The Bank of England (BoE) reported a deterioration in conditions in the UK gilt market as investors focused on “shorter-dated instruments that are closer substitutes for highly liquid central bank reserves”. During the month, BoE policymakers implemented two emergency interest-rate cuts, reducing the key base rate from 0.75% to 0.25%, and finally to a fresh all-time low of 0.1%. Warning of the “risk of an economic shock that could be sharp and large, but should be temporary”, the central bank also increased its programme of asset purchases to £645 billion. Andrew Bailey took over in March as Governor of the BoE from Mark Carney and will serve an eight-year term.

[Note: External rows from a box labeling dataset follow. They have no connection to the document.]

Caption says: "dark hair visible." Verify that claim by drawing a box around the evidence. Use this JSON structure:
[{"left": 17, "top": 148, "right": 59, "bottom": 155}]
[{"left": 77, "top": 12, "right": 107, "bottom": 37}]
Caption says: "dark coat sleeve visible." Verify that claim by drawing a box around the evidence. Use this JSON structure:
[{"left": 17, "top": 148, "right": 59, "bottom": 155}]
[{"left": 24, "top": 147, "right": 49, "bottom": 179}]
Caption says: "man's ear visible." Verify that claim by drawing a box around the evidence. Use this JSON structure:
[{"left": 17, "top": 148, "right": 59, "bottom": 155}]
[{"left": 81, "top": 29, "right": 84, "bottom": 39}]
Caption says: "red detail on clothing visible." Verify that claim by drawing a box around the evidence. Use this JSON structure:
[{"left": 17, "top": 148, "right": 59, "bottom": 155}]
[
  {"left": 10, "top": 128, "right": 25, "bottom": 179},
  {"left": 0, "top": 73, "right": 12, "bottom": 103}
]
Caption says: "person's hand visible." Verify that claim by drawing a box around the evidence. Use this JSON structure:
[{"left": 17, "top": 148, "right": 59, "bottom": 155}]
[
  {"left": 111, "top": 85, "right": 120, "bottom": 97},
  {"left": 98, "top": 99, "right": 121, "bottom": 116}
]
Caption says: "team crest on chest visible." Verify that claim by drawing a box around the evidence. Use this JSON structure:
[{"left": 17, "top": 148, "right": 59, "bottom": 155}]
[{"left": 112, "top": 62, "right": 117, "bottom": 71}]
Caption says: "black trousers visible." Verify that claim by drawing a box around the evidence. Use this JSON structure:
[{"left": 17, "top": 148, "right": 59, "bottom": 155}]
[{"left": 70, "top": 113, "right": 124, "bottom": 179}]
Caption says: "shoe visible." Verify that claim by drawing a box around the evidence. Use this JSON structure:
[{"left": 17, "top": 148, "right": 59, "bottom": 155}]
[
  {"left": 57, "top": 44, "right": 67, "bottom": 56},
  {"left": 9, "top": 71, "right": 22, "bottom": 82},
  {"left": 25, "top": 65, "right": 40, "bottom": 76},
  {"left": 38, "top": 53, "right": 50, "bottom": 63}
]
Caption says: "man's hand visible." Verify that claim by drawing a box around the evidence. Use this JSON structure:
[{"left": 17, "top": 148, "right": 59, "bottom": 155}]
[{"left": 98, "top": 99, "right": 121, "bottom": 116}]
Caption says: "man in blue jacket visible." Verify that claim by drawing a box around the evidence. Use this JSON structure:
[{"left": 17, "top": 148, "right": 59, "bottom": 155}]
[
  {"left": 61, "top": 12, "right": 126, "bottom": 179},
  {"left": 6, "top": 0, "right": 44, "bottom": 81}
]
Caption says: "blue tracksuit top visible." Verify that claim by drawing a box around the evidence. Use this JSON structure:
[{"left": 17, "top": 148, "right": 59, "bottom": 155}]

During March, Chancellor of the Exchequer Rishi Sunak unveiled a Budget designed to address the economic impact of the coronavirus, including measures to extend Statutory Sick Pay and to relieve pressure on medium-sized and smaller companies. The Office for Budget Responsibility (OBR) described the Budget as “the largest sustained fiscal loosening” since 1992. The OBR downgraded its economic growth forecast for the UK this year from 1.4% to 1.1%, although this prediction was published before the coronavirus crisis deepened. Later in the month, the Chancellor announced additional measures to provide additional economic support and to help the self-employed, warning: “We have never, in peacetime, faced an economic fight like this one”.

UK economic growth remained flat in the three months to January, and the annualised rate of consumer price inflation eased from 1.8% in January to 1.7% in February. Inflation is expected to have fallen further in March, dragged down by falling fuel prices and a steep decline in demand for non-essential consumer goods and services.